BCS publishes new IT risk management handbook

Bad Apple

A single bad apple may or may not, as the saying goes, spoil the whole barrel. (Yes "barrel" is the original usage. It was the Osmonds who spoiled the whole "bunch.") If you apply that analogy to IT security, however, most organizations would probably rather stop eating apples altogether than risk testing the spoilage principle. On the other hand, you can't always just cut something out of your business operations because it makes you vulnerable. Businesses are frequently attacked through computerized credit card processing systems, but what are they going to do?
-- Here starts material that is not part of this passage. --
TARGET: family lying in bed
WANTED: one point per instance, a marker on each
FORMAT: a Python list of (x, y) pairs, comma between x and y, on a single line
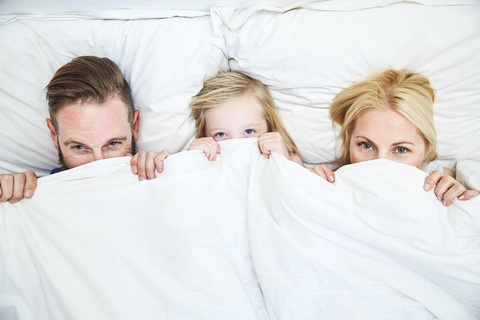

Tell everyone to start paying with cash or check?

 

Knowing an organization's IT security risks and managing them effectively is no simple task. IT risk management is an increasingly important field, however, and at the roughly same time (last week) that The Santa Fe Group began to publicize its new certification for third party risk management professionals, British Computer Society officials were touting the release of a new handbook for risk management professionals to add to their toolboxes.The new 208-page volume, Information Risk Management: A Practitioner's Guide, is an official publication of the British Computer Society.

 

BCS officials are doing more to endorse the book, however, than simply sending it press. Information Risk Management: A Pracitioner's Guide is required reading for any IT pros attempting to obtain a Practitioner Certificate in Information Risk Management, a special BCS credential. Among the topics covered are the importance of assessing and cataloging an organization's data assets, including making a determination of possible damage to the organization in that event that those data assets are compromised. The handbook also details IT threats and vulnerabilities and explains how to prioritize and counter those chinks in the organizational armor.

 

Information Risk Management: A Pracitioner's Guide was written by David Sutton, a security professional who has been working in IT for more than 40 years. Sutton said in a press release announcing the new handbook's publication that risk management professionals have to protect again security risks in advance whenever possible, but must also know how to perform damage control and reestablish security after a breach has occurred. "We are dependent on information of all kinds and need to recognise the effects of it either being permanently lost or falling into the wrong hands," Sutton said. "Information risk management is about identifying, assessing and prioritizing risks to keep information secure and available."

 

Information Risk Management: A Pracitioner's Guide is set to be published Dec. 1, but is available for preorder at the BCS Bookshop.